The Lordship of Winneburg and Beilstein (German: Herrschaft Winneburg und Beilstein) was a territory of the Holy Roman Empire made of non-contiguous parts located in the Moselle Valley around Winneburg Castle near Cochem, and Beilstein, on the Moselle River. It should not be confused with the County of Beilstein, or Nassau-Beilstein, which belonged to the House of Nassau.

==History==
The Lords of Winneburg were first mentioned in a 1304 deed, they also acquired the estates of the neighbouring Beilstein Castle in 1362. In the following decades the Lords of Winneburg and Beilstein were forced to give their lands in pawn to the Archbishops of Trier, who after a feud, finally seized the property in 1488, only to lend it back as a fiefdom a few years later.

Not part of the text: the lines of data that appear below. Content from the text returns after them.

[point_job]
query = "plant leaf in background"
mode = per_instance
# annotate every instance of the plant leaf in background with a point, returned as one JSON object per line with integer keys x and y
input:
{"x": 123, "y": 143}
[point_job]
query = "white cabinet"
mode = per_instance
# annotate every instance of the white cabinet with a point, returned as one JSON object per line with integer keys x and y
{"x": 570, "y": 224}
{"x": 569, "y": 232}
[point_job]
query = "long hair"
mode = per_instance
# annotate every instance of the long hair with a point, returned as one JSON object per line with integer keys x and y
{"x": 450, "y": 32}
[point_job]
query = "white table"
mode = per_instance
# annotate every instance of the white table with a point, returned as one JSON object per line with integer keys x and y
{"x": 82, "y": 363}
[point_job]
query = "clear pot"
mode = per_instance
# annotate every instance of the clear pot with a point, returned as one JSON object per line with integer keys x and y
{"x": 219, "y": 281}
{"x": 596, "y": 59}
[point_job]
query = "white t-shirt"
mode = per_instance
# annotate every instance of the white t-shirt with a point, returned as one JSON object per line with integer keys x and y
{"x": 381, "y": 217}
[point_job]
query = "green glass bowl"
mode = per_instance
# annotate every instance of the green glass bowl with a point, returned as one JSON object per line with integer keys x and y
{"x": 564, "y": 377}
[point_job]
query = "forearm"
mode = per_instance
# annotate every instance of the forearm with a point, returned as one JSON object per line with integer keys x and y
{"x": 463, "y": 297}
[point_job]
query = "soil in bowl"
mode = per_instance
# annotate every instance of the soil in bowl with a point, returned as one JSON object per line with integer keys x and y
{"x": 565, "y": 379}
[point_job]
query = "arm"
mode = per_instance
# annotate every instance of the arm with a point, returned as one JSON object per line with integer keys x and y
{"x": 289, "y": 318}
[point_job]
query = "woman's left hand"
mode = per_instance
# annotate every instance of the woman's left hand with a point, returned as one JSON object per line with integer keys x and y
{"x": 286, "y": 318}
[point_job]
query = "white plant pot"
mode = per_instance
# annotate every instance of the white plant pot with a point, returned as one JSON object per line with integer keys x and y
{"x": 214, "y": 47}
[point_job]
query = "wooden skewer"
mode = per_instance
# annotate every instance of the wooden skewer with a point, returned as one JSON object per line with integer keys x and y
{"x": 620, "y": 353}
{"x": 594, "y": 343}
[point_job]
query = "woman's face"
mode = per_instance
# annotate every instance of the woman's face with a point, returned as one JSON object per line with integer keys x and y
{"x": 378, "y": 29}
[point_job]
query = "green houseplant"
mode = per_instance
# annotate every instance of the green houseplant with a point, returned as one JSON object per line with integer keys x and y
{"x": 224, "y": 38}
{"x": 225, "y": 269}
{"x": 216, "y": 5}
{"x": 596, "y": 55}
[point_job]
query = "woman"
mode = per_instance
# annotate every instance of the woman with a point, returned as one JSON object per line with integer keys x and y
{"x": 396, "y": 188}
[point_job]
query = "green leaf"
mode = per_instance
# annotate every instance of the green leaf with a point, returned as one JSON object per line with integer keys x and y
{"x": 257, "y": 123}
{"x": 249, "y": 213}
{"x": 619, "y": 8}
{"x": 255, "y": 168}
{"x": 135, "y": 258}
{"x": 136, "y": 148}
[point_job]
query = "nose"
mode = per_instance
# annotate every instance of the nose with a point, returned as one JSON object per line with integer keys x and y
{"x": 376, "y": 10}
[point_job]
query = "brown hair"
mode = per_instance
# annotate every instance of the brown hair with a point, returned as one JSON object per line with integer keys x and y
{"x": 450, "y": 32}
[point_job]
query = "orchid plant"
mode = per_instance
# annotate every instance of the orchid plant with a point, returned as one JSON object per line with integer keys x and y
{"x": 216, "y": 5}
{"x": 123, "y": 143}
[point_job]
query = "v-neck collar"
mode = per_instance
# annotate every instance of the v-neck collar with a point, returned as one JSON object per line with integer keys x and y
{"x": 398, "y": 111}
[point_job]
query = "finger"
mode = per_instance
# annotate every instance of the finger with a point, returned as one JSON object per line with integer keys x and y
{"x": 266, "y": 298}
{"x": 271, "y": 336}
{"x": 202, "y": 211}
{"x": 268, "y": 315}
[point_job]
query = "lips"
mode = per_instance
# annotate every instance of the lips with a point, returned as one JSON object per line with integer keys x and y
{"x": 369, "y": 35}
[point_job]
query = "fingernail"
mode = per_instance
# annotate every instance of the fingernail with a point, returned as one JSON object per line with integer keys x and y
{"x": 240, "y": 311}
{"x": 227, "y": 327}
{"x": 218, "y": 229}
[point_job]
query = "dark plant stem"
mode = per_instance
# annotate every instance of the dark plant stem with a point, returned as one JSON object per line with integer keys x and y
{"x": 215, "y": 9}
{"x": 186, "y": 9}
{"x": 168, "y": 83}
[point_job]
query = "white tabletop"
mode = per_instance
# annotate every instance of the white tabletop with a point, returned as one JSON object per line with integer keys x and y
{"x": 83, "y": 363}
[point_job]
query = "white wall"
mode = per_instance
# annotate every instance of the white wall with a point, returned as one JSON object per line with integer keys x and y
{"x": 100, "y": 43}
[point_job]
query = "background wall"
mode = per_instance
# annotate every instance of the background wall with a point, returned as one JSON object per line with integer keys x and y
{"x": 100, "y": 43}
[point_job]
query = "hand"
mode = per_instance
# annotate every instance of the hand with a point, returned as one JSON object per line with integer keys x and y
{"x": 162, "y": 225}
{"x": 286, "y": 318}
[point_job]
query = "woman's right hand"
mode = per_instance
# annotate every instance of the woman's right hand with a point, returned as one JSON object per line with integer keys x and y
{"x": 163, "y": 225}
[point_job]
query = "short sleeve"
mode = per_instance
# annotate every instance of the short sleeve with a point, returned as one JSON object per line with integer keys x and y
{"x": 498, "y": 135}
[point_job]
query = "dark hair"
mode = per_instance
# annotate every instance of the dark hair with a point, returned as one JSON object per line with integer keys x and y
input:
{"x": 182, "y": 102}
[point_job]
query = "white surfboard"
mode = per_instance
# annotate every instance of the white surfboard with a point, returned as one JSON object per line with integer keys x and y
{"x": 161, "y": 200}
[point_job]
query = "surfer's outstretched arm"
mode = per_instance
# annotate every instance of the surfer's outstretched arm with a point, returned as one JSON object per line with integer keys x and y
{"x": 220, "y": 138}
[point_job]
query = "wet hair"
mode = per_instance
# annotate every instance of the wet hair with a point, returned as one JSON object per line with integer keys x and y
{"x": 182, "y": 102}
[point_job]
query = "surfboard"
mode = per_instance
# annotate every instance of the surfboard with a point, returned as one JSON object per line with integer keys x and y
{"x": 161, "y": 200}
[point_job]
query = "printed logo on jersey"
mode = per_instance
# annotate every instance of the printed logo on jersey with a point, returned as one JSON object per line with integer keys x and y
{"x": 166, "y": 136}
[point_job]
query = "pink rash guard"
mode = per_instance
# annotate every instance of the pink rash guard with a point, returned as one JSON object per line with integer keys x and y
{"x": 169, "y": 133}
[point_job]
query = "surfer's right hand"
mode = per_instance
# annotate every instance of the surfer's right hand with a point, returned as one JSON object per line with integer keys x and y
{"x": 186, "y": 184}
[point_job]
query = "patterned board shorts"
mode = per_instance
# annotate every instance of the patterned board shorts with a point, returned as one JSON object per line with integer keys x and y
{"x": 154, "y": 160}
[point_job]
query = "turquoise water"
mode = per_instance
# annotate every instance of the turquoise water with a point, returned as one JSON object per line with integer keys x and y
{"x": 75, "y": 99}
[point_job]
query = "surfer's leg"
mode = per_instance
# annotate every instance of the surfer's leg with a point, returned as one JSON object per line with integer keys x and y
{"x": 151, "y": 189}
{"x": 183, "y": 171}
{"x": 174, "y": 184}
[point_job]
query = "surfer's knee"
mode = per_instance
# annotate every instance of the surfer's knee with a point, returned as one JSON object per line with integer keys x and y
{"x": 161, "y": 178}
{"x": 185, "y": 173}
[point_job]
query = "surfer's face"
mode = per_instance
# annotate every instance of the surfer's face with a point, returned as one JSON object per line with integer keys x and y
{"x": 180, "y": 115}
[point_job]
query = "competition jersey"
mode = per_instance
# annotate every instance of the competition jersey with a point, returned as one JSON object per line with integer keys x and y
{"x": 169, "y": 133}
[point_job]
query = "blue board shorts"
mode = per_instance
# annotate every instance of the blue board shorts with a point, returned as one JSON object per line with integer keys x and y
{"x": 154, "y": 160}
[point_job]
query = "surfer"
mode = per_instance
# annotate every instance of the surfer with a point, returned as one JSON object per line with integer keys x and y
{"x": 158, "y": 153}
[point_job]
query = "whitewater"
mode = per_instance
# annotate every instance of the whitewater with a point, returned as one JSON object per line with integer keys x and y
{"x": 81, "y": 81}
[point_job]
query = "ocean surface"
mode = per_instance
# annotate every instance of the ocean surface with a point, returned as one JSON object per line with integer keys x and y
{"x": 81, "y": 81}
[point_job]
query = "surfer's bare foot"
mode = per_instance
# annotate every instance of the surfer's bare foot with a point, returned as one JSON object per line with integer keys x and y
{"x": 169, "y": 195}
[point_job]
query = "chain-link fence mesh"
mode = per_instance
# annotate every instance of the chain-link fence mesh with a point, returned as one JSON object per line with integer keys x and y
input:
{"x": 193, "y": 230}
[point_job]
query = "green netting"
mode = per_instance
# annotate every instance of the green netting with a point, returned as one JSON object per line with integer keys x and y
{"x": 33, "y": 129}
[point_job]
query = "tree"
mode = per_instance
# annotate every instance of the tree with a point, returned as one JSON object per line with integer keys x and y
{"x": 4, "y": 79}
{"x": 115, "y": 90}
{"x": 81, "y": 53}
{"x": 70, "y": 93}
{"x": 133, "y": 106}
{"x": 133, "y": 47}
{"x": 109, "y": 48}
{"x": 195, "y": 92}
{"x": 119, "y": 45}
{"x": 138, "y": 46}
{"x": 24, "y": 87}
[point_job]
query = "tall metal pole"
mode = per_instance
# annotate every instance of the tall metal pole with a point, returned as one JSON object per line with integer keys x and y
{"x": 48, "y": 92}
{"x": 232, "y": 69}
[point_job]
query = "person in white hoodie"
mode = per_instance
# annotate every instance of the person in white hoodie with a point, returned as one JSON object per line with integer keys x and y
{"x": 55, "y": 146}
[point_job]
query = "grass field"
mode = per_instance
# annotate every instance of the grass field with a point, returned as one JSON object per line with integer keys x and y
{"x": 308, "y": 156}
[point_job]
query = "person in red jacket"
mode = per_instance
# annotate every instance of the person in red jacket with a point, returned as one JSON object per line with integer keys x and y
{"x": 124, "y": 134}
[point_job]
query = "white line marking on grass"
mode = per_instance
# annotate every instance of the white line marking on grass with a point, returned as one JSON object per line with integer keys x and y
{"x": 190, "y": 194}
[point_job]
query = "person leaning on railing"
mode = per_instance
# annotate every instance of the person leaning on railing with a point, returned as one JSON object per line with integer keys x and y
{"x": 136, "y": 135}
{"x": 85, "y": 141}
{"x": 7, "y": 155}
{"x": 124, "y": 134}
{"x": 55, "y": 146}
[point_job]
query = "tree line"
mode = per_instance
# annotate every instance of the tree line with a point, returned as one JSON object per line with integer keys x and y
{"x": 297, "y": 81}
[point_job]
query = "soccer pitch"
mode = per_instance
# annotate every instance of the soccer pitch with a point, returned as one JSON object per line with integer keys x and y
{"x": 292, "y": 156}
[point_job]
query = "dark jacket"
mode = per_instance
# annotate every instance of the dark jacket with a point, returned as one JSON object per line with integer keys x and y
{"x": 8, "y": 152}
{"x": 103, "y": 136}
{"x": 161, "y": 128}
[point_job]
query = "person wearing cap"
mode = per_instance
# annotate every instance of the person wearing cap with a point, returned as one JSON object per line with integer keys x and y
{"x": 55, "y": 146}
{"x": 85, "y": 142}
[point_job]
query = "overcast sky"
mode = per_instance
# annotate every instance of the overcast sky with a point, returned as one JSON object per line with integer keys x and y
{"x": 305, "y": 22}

After the Winneburg-Beilstein line had become extinct in 1637, the Lordships of Winneburg and Beilstein returned to the descendants of the Trier archbishop Lothar von Metternich (1551–1623). From 1637 on called themselves Freiherren von Metternich-Winneburg zu Beilstein and were elevated to Imperial counts in 1679. In 1652, the Archbishop of Trier, gave the Lordships of Winneburg and Beilstein in fief to the Vettelhoven branch of House of Metternich. The last reigning Count Franz George Karl lost his territory to France in 1794, with the country officially annexing the left bank of the Rhine following the 1801 Treaty of Lunéville. He was however compensated in the course of the German mediatization with the possession of secularized Ochsenhausen Abbey and with the title of Prince of the Holy Roman Empire in 1803.

According to the Final Act of the Congress of Vienna, Winneburg-Beilstein together with the Rhineland fell to Prussia in 1815. Franz George Karl's son, Prince Klemens Wenzel von Metternich took the chance to buy the ruin of Winneburg Castle in 1832 but never rebuilt it.